As a child who had perhaps watched too many movies, I came up with what I thought a particularly clever scheme for survival: In case caught in crossfire, quickly play dead. And when I got older, dad offered yet preemptive advice: “Never volunteer, kiddo.”
Now 73, I have not only survived, but remained complete, not one original body part missing. Dad himself didn’t go until he was 91, pretty much intact himself except for his appendix.
Possibly my survival instincts are nothing but variations of copout. At any rate, they have never been put to any serious tests, and won’t likely be if it’s true that God gives only tests that are equal to us: Why use a cannon when a cockroach on a white wall can do the job?
Lest anyone take me for an absolute coward, it’s really not dying I fear—it’s pain. One of these days, for instance, I’d just have to summon the nerve to ask my dentist for anesthesia—for mere cleaning. And if she thinks I’m not serious, I may just fake fainting—playing momentarily dead—in the middle of the process.
Incredulous remarks
I consider fainting such a potent weapon for attracting sympathy and attention, I may have been using it subconsciously. I did it a long time ago, in the glass-walled, acrophobic elevator of a towering hotel—I think the Fairmont, in San Francisco, California. I was out before I could finish my Act of Contrition. When I came to, I don’t know who was more relieved, me or my hosts. I was lying on a long, soft sofa of the elegant lobby. If it was not rum Coke at dinner or the after-dinner Baileys cream and coffee that had aggravated my condition, if not altogether caused it, then I had lost control of my fainting trick. I never touched the stuff again.
I had all but forgotten the episode when, only a few years ago, at Las Ramblas’ famous market, in Barcelona, I was stricken again. Not completely out, I managed to protest being laid on the market floor. And since none of my companions—my two dear cousins, Ninit and Sylvia, and our dearest pal, Bea—would sacrifice their coats to make a bed for me, I punished them: I required Ninit and Bea to sandwich me between them to keep me from falling while Sylvia called the medics.
I was embarrassed that my blood pressure and sugar counts returned to normal so soon, and even more so when I caught some of the incredulous remarks, amid mocking laughter, of onlookers, who were not for one moment buying Sylvia’s explanation: “solamente una copita de sangria” at lunch—a mere little glass of sangria did it. One little glass? They recognized a boracha when they saw one: I was as red as beet, reeked like an overripe chico, the fruit, and limp as a rag. If this was faking, then I had carried the art beyond perfection. Anyway, I was again out of it as if nothing happened.
Numb and cold
The next instance, following after only two years, was not alcohol-related at all. There were the four of us again, on a tour of Malacañang this time. The tour was preceded by a delicious lunch. I may have binged on dessert.

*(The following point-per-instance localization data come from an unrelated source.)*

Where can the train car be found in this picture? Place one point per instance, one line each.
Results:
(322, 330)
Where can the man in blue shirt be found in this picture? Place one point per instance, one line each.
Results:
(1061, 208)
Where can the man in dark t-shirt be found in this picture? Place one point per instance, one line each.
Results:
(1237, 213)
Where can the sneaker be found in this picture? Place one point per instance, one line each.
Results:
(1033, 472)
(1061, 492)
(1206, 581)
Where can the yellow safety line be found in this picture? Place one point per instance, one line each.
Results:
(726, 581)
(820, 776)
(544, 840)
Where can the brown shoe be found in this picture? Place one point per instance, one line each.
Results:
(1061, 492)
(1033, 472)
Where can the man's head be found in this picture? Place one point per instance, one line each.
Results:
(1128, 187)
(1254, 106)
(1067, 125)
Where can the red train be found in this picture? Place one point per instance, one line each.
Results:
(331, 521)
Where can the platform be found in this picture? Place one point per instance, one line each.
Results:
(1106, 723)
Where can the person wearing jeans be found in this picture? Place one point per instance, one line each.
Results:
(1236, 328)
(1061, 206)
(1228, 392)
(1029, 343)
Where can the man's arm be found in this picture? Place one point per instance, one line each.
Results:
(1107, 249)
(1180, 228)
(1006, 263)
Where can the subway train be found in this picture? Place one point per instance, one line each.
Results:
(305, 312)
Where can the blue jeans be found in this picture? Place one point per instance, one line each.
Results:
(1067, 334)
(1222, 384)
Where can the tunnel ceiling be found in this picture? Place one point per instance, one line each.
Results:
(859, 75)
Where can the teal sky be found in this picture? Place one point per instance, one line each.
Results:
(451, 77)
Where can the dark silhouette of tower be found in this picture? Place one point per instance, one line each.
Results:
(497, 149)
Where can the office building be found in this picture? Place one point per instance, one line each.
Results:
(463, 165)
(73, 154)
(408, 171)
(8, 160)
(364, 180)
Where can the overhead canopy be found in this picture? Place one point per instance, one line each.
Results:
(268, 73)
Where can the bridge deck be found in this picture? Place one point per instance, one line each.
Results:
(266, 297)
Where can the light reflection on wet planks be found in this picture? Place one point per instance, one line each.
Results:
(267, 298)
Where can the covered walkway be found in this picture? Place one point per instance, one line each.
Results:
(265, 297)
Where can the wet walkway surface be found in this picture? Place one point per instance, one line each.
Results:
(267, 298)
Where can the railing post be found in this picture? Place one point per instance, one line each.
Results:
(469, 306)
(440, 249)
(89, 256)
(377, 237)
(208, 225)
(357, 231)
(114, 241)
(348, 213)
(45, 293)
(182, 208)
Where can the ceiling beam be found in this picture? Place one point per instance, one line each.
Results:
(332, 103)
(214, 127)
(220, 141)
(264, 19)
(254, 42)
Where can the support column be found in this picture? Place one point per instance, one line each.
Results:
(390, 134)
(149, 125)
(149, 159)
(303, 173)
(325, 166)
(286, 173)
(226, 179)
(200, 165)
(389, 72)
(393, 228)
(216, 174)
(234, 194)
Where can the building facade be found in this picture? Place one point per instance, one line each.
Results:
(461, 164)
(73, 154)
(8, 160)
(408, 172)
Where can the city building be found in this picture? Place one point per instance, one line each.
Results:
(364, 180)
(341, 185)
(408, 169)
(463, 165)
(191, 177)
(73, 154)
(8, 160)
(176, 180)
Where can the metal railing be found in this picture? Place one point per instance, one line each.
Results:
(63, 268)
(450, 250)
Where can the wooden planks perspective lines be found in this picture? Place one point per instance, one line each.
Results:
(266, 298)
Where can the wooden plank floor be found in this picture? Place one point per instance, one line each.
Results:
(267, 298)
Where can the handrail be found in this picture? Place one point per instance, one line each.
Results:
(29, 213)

We entered the hall where memorabilia of past presidents were on display. Stage by stage my fingers and knees began to feel numb and cold. I stopped in front of President Quirino, where I managed to find a bench to sort of melt on. Ninit found me there, and soon enough I was carried in a chair to the presidential clinic. Meanwhile, my husband was called, and an ambulance was prepared to bring me to Medical City. Ninit stayed beside me until Vergel arrived.

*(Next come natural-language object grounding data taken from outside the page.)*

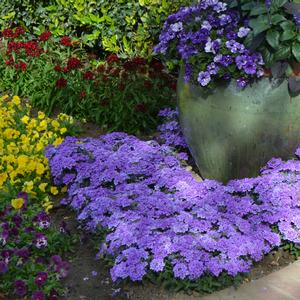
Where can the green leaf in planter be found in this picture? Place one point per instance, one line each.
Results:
(287, 25)
(259, 9)
(259, 24)
(273, 38)
(283, 52)
(275, 19)
(278, 3)
(287, 35)
(296, 50)
(268, 57)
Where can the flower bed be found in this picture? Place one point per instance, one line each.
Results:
(56, 73)
(161, 223)
(30, 261)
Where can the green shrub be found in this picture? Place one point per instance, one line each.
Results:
(54, 73)
(128, 28)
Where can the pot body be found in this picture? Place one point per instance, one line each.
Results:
(232, 133)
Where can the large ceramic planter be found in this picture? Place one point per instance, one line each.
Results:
(233, 133)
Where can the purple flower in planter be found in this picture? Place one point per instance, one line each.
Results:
(55, 260)
(4, 235)
(242, 82)
(204, 78)
(38, 295)
(157, 264)
(212, 69)
(23, 253)
(40, 278)
(53, 295)
(20, 288)
(3, 267)
(17, 220)
(250, 68)
(62, 269)
(243, 32)
(42, 219)
(23, 195)
(40, 240)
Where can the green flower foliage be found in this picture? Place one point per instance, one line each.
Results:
(124, 27)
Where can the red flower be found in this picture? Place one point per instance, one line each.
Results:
(8, 33)
(141, 107)
(61, 83)
(21, 66)
(19, 31)
(73, 63)
(58, 68)
(45, 36)
(82, 94)
(66, 41)
(112, 58)
(32, 49)
(88, 75)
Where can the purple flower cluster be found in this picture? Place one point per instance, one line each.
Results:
(156, 213)
(208, 37)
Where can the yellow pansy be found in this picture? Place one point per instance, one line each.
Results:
(43, 186)
(25, 119)
(17, 203)
(54, 190)
(41, 115)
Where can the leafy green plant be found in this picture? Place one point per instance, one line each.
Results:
(54, 73)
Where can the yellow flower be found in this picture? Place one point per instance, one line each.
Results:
(40, 169)
(54, 190)
(41, 115)
(17, 203)
(57, 142)
(16, 100)
(55, 124)
(25, 119)
(63, 130)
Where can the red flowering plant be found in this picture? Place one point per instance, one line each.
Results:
(53, 72)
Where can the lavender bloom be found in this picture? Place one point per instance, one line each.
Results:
(204, 78)
(40, 240)
(242, 82)
(214, 19)
(212, 69)
(38, 295)
(3, 267)
(20, 288)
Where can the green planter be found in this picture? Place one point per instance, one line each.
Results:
(232, 133)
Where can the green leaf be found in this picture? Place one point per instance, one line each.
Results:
(283, 53)
(287, 35)
(273, 38)
(287, 25)
(275, 19)
(259, 24)
(258, 10)
(296, 50)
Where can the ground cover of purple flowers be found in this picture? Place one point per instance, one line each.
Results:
(159, 219)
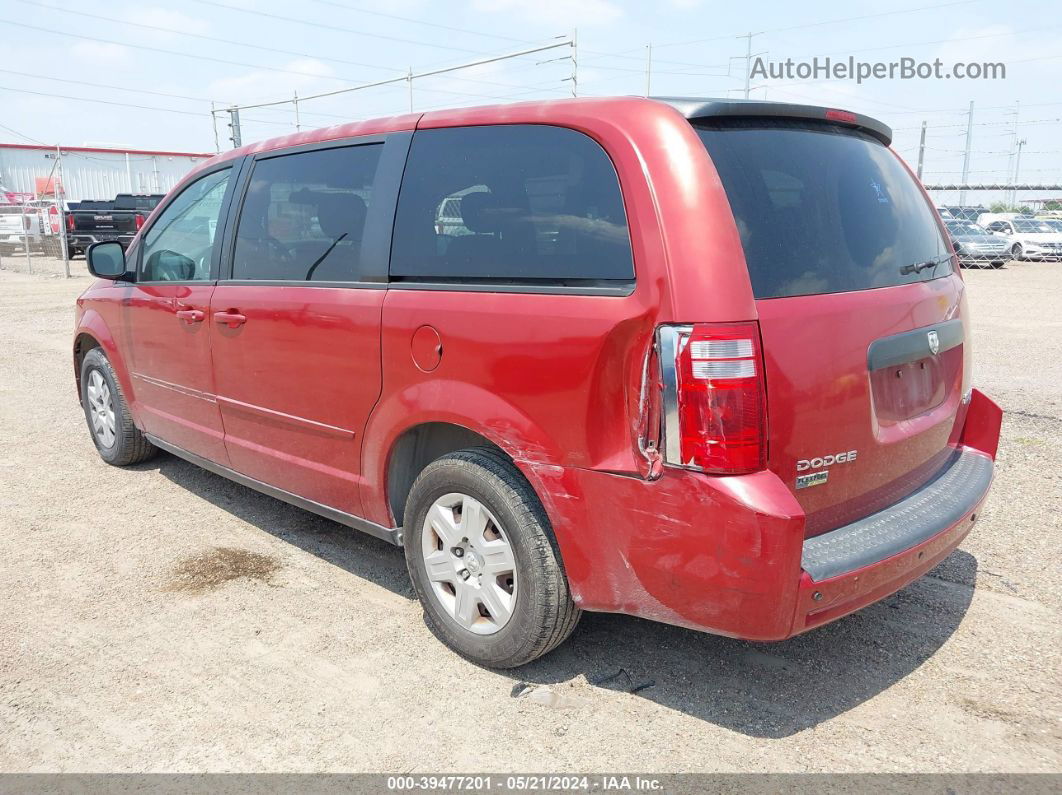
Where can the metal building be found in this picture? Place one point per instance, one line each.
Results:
(90, 172)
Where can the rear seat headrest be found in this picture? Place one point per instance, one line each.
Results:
(479, 212)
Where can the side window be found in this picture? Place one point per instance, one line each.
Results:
(304, 215)
(516, 204)
(180, 244)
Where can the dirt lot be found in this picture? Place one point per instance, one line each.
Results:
(165, 619)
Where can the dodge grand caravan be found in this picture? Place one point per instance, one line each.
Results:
(705, 362)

In the hospital I underwent tests, which showed things that inspired the doctors to order further tests. But since I was feeling better I decided to go home, decidedly poorer, but feeling lucky enough to have shown nothing to make me even poorer in the more important terms like health and morale.
But good luck has been rather scarce this year, and the year isn’t over yet. Last week I lost a 96 year-old uncle, the courier of dad’s love letters to mom. Only yesterday I learned that another friend and contemporary passed away, in Los Angeles, California. She’s the latest of many for the year and the count is far from final—Supertyphoon “Yolanda’s” destruction alone is adding to it every day.

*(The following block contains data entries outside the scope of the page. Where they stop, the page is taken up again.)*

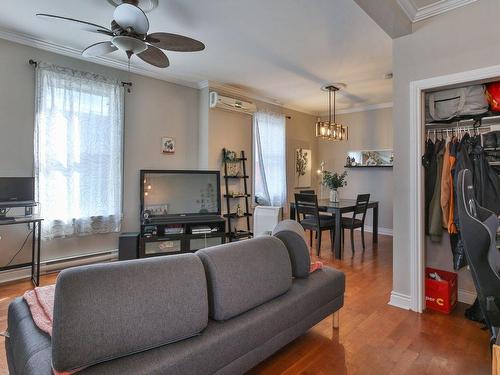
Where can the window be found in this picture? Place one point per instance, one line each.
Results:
(269, 159)
(78, 152)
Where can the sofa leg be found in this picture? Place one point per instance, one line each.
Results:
(336, 320)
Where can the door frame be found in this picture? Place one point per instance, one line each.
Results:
(417, 235)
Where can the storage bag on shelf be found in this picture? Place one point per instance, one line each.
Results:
(446, 104)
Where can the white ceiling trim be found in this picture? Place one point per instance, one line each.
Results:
(249, 95)
(75, 53)
(416, 14)
(371, 107)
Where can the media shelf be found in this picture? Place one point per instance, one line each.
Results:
(167, 236)
(234, 234)
(235, 216)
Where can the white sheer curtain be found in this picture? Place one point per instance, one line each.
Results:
(269, 159)
(78, 151)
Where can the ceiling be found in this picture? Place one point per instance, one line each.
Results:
(281, 49)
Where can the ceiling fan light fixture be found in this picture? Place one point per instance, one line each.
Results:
(145, 5)
(127, 43)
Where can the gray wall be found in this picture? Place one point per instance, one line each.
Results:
(457, 41)
(367, 130)
(154, 108)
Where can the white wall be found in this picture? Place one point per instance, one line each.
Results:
(368, 130)
(233, 131)
(154, 108)
(457, 41)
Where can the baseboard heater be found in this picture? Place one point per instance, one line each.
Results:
(58, 264)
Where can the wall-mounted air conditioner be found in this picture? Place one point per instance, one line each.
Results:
(231, 104)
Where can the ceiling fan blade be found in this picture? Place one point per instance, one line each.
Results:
(145, 5)
(154, 56)
(174, 42)
(87, 26)
(130, 16)
(99, 49)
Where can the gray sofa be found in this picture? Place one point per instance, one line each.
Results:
(221, 310)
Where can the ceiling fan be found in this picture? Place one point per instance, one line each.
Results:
(129, 33)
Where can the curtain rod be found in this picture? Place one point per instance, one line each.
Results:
(34, 63)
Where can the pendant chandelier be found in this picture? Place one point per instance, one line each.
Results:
(330, 130)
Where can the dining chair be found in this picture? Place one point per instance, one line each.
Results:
(309, 217)
(353, 222)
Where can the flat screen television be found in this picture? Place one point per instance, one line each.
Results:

The year 2013 is proving itself a voracious reaper of souls, indeed, one for which no tricks, no copouts, and little luck, if at all, seem a match. People like me, to whom it’s dangerous enough just getting old every day, need little reminding of their vulnerabilities.
The times certainly call for extra precaution. Unless someone has a better idea, let’s keep our heads down in prayer for one another and, needless to say, for our dead, until a more promising dawn appears—and dying and death can yet again, if it’s any consolation, be cheated.